First Lady Wants You To Monitor Your Family For Racial Statements They Might Make

First Lady Michelle Obama released a statement that said that the federal government only has so much power to stop racism and that students should monitor their relatives, friends and co-workers over any racial statements they might make.

“[O]ur laws may no longer separate us based on our skin color, but nothing in the Constitution says we have to eat together in the lunchroom, or live together in the same neighborhoods,” Michelle Obama said. “There’s no court case against believing in stereotypes or thinking that certain kinds of hateful jokes or comments are funny.”

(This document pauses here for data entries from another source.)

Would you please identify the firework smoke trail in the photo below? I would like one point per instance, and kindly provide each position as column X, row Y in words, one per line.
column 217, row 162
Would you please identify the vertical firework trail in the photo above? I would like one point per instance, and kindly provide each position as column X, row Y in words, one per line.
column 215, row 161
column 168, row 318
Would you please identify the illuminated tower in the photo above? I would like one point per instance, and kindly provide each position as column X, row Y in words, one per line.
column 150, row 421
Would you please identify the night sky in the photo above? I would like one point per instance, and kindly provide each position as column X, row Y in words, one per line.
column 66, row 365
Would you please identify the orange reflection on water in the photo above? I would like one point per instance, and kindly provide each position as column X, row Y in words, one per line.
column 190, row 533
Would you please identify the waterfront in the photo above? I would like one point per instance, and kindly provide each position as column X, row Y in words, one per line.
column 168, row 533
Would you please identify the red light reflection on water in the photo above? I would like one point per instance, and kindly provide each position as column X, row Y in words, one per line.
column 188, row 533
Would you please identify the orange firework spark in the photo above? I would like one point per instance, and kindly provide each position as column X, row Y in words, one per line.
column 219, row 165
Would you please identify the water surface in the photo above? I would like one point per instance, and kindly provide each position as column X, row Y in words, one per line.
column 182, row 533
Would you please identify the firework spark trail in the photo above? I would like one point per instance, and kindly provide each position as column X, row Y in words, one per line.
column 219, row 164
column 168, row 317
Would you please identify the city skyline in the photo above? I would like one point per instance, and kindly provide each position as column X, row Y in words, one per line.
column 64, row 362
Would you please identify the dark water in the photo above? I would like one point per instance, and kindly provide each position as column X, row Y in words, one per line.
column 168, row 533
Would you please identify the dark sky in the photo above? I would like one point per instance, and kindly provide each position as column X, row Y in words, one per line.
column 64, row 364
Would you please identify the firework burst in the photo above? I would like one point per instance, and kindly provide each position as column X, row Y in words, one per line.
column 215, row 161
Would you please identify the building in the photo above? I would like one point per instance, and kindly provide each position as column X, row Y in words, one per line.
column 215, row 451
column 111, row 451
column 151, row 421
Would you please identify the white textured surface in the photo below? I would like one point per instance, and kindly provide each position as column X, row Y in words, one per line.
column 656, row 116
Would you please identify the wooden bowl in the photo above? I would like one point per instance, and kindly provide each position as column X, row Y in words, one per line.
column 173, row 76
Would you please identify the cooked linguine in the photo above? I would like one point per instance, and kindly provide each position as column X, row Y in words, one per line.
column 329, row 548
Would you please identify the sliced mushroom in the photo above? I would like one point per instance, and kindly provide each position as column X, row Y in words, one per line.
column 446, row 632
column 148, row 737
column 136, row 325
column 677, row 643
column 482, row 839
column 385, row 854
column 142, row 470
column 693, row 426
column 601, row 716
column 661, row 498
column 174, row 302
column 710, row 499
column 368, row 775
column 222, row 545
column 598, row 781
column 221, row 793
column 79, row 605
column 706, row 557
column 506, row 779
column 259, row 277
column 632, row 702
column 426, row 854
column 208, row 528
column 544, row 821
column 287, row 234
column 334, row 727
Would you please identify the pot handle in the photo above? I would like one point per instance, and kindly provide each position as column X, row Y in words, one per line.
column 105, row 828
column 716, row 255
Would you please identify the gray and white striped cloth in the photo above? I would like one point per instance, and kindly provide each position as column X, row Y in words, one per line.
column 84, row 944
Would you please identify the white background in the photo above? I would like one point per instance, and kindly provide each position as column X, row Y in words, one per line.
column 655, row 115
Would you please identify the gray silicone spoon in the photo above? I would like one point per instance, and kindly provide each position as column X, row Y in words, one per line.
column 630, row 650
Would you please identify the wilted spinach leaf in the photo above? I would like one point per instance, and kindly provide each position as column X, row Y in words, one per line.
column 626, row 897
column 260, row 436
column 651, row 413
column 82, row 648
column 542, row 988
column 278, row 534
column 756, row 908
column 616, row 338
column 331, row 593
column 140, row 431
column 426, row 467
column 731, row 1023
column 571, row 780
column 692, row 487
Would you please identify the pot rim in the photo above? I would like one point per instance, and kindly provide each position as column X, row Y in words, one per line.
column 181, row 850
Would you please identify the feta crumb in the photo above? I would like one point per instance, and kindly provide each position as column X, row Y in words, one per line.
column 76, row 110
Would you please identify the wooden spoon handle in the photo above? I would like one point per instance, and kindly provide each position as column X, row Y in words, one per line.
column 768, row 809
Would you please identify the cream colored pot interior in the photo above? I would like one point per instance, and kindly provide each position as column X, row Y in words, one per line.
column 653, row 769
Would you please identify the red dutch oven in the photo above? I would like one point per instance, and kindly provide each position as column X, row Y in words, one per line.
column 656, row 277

Mrs. Obama added that students need to “drag my generation and your grandparents’ generation along with you,” to fight racism.

“Maybe that starts simply in your own family, when grandpa tells that off-colored joke at Thanksgiving, or you’ve got an aunt [that] talks about ‘those people,’” she said. “Well, you can politely inform them that they’re talking about your friends.

“Or maybe it’s when you go off to college and you decide to join a sorority or fraternity, and you ask the question, how can we get more diversity in our next pledge class?” she added. “Or maybe it’s years from now, when you’re on the job and you’re the one who asks, do we really have all the voices and viewpoints we need at this table?

“But no matter what you do, the point is to never be afraid to talk about these issues, particularly the issue of race,” she said.

Mrs. Obama’s remarks came on the 60th anniversary of the supreme court decision in Brown v. the Board of Education, which made it unconstitutional to segregate public schools according to race.